Наконец усталость пересилила боль, и Тирион забылся тревожным сном. Но всякий раз, когда очередная судорога пускала корни в его икры и скручивала их, карлик стонал во сне и вздрагивал в цепях. Он проснулся с болью в каждой мышце и обнаружил, что утренний луч солнца заглянул в окна: яркий и золотой, как лев Ланнистеров. Внизу слышалось крики торговцев рыбой и грохот железных ободов колес по булыжникам.
Над ним стоял Джорах Мормонт:
— Если я отцеплю тебя с кольца, будешь делать, как я скажу?
— Танцы предполагаются? Возможно, танцевать мне будет непросто. Я не чувствую ног, поэтому они могут подкоситься. В остальном я твой. Клянусь честью Ланнистера.
— У Ланнистеров нет чести.
Тем не менее, сир Джорах снял цепи с кольца. Тирион сделал два нетвердых шага и упал. К рукам прилила кровь, и глаза его наполнились слезами. Он прикусил губу и произнес:
— Куда бы мы ни пошли, тебе придется меня туда катить.

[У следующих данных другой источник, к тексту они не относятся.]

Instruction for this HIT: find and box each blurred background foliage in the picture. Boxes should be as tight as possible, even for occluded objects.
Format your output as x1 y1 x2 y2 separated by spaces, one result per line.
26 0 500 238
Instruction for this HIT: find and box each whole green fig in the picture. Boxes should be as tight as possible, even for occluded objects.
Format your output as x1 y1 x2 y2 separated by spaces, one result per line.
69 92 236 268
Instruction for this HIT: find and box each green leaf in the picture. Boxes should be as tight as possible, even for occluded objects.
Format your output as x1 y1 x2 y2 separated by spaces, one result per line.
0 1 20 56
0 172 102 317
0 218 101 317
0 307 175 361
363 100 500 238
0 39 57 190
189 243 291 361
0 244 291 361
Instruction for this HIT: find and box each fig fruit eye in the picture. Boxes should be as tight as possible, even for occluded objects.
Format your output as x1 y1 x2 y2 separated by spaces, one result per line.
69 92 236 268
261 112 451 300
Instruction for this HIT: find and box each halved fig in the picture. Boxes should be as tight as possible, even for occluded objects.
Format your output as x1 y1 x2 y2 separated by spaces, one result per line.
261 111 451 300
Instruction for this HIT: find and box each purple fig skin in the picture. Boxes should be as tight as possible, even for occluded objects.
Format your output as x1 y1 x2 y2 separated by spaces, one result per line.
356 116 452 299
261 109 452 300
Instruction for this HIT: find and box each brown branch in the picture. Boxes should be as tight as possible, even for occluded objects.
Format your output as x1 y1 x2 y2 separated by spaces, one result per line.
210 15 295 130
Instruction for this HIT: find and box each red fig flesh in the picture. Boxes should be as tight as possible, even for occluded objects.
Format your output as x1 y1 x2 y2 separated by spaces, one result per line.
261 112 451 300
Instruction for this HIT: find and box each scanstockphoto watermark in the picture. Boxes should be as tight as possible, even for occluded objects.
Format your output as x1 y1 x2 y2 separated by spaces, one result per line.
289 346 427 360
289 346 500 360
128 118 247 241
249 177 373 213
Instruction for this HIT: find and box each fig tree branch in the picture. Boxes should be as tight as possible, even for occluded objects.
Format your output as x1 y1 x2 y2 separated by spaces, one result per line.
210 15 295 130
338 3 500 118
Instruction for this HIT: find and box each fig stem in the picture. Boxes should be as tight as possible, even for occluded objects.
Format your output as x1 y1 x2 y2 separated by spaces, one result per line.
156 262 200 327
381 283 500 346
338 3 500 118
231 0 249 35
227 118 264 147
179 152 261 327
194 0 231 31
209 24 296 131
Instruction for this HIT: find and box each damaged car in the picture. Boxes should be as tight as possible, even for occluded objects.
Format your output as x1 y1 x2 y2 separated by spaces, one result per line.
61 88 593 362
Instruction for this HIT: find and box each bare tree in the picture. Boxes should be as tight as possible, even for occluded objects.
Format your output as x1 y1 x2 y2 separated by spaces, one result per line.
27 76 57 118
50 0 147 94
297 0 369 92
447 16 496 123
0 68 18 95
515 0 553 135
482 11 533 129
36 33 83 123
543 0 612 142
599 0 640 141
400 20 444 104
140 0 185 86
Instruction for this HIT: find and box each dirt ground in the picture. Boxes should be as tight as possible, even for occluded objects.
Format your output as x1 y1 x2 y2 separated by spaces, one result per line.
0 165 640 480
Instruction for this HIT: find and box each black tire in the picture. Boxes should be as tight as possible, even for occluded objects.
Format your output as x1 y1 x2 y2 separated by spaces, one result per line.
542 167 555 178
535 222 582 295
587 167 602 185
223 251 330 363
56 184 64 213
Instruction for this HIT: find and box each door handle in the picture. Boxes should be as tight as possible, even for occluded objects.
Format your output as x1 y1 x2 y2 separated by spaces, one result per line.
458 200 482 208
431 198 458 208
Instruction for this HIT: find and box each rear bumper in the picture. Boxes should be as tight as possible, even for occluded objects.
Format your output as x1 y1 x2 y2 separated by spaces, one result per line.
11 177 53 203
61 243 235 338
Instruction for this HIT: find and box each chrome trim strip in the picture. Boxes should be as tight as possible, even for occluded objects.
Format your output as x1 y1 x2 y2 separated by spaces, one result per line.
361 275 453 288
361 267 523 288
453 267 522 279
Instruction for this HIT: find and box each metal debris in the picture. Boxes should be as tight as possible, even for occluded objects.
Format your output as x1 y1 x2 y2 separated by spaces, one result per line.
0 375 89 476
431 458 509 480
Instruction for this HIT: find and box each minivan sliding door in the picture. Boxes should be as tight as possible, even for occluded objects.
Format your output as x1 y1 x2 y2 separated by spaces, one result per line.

Вместо этого большой рыцарь понес его, подняв за цепь между запястьями.
Общий зал «Дома Купца» была полутемным лабиринтом из ниш и гротов, построенных вокруг центрального двора. Решетки с вьющимися лозами отбрасывали замысловатые узоры из теней на его плиты, а между камнями рос зеленый и фиолетовый мох. Рабыни сновали между светом и полумраком, таская графины с элем, вином, и каким-то ледяным зеленым напитком с запахом мяты. В этот ранний час был занят только один стол из двадцати.
За одним из них расположился карлик. Чисто выбритый и розовощекий, с копной каштановых волос, тяжелым лбом и приплюснутым носом, он уселся на высоком табурете с деревянной ложкой в руках, созерцая миску свекольной каши покрасневшими глазами. Уродливый маленький ублюдок, подумал Тирион.
Другой карлик почувствовал, что на него смотрят. Когда он поднял голову и увидел Тириона, ложка выпала из его руки.
— Он видел меня, — предупредил Тирион Мормонта.
— И что с этого?
— Он меня знает. Знает, кто я такой.
— Мне тебя засунуть в мешок, чтобы больше никто не увидел? — рыцарь коснулся рукояти меча. — Если он хочет попробовать взять тебя, может подойти и попытаться.